HHS Shoots Down Call to Use March-In Rights for Xtandi
In a win for Pfizer and Astellas, the US Department of Health and Human Services decided against using march-in rights to lower the price of Xtandi, a blockbuster prostate cancer drug. Exercising march-in rights would the government to share patents made using public funds with third-party manufacturers if a drug is difficult to access and is priced too high.
Questioning the Detrimental Impacts of QALY in Health Policy
While disability advocates and lawmakers have decried the use of quality-adjusted life years (QALY) in recent years, some argue that it is an indispensable measure that is unfairly maligned. For example, patient advocates argue that the focus on quality of life devalues the lives of disabled people and patients with chronic illness. Writers from the Center for the Evaluation of Value and Risk in Health (CEVR) contend this is a misunderstanding.
Study Offers Recommendations for China’s Biosimilar Regulations
A recently published paper in Frontiers in Pharmacology examines the regulatory framework surrounding biosimilars in China. The researchers noted that the regulatory system is not “clearly formed” and is ill suited to support the nearly 400 biosimilars in development in the country. The paper offers recommendations for improvement in several areas, including labeling.
Eisai CEO Not too Worried About Leqembi After CMS Keeps Anti-Amyloid Rule
Eisai’s CEO Ivan Cheung told Fierce Pharma he is not too worried about the long-term success of Leqembi in light of the US Centers for Medicare and Medicaid Services (CMS) declined to change its rule about reimbursement for drugs in its class. The rule states that drugs targeting amyloid, a key protein in Alzheimer’s disease, can only be covered for patients in clinical trials.
Takeda Reveals Pricing for Dengue Vaccine
Fresh off approval of its dengue vaccine in Brazil, Takeda has announced its pricing strategy for the shot. Prices will be determined by endemic status of the disease in a given country. Indonesia, where the virus is endemic, will see the vaccine priced at $40 per dose, while travel markets like Germany will pay $115 a shot.
Exploring the Systemic Causes of Maternal Mortality in the US
A 2022 report by the US Centers for Disease Control and Prevention (CDC) explored the underlying causes of high maternal mortality in the US. Over 75% of maternal deaths happen after returning from the hospital after delivery and 80% were preventable.

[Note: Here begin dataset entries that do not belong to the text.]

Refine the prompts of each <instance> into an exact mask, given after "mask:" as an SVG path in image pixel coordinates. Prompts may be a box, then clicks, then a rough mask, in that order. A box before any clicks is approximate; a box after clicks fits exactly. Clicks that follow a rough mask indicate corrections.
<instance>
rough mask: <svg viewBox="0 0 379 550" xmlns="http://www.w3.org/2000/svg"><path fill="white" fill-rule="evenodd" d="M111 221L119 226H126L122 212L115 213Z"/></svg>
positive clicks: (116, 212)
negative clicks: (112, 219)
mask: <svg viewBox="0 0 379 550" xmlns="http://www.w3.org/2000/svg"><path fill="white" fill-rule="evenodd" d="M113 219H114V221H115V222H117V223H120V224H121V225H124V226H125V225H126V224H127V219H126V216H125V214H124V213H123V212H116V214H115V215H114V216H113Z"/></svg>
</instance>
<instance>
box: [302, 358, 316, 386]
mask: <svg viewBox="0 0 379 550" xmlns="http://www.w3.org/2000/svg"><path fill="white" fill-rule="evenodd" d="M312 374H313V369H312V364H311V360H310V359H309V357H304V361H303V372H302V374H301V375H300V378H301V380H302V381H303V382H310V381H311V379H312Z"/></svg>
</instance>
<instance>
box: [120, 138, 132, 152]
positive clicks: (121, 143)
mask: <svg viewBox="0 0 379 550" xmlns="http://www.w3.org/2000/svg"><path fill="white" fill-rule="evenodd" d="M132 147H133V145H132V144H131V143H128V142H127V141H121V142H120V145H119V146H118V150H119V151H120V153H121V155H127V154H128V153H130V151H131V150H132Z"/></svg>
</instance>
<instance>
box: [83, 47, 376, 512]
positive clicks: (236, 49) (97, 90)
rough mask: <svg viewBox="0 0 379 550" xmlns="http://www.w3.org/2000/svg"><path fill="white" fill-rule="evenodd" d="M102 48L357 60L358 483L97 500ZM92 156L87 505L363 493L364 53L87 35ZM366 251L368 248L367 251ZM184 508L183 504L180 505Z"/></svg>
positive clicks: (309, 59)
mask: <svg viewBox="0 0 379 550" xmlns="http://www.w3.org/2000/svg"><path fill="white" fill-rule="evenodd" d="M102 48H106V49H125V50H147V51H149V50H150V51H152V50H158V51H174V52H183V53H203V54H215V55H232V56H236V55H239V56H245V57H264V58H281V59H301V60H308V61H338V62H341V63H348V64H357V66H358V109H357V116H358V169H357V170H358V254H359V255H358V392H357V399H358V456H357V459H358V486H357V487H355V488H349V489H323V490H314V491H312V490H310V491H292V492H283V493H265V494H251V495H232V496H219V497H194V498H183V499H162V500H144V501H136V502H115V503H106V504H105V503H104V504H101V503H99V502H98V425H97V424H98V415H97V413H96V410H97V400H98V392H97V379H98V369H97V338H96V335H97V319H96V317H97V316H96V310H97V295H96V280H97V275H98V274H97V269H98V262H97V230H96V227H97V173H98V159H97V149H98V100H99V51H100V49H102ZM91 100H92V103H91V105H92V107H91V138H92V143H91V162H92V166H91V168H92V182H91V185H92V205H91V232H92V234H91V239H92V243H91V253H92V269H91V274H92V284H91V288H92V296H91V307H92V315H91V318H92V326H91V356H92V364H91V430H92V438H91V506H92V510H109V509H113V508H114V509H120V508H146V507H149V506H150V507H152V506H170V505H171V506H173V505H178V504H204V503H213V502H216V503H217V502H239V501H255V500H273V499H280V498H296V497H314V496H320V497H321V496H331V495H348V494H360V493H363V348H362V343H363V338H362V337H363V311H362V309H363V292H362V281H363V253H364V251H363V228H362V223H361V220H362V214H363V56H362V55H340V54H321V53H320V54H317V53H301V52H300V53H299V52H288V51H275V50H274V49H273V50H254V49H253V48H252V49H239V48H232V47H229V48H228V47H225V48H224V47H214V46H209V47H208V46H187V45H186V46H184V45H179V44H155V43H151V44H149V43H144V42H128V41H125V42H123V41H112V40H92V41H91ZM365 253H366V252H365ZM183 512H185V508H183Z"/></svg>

A new article in Health Affairs, explains how the underlying design of our maternal care systems contributes to the problem
Ozempic and Mounjaro Back on Shelves
Novo Nordisk’s Ozempic and Eli Lilly’s Mounjaro, both diabetes drugs used off-label for weight loss, have been on a backlog for months due to an explosion of popularity. According to the US Food and Drug Administration, most doses of the two drugs are back in stock. This excludes the higher doses of Ozempic, however.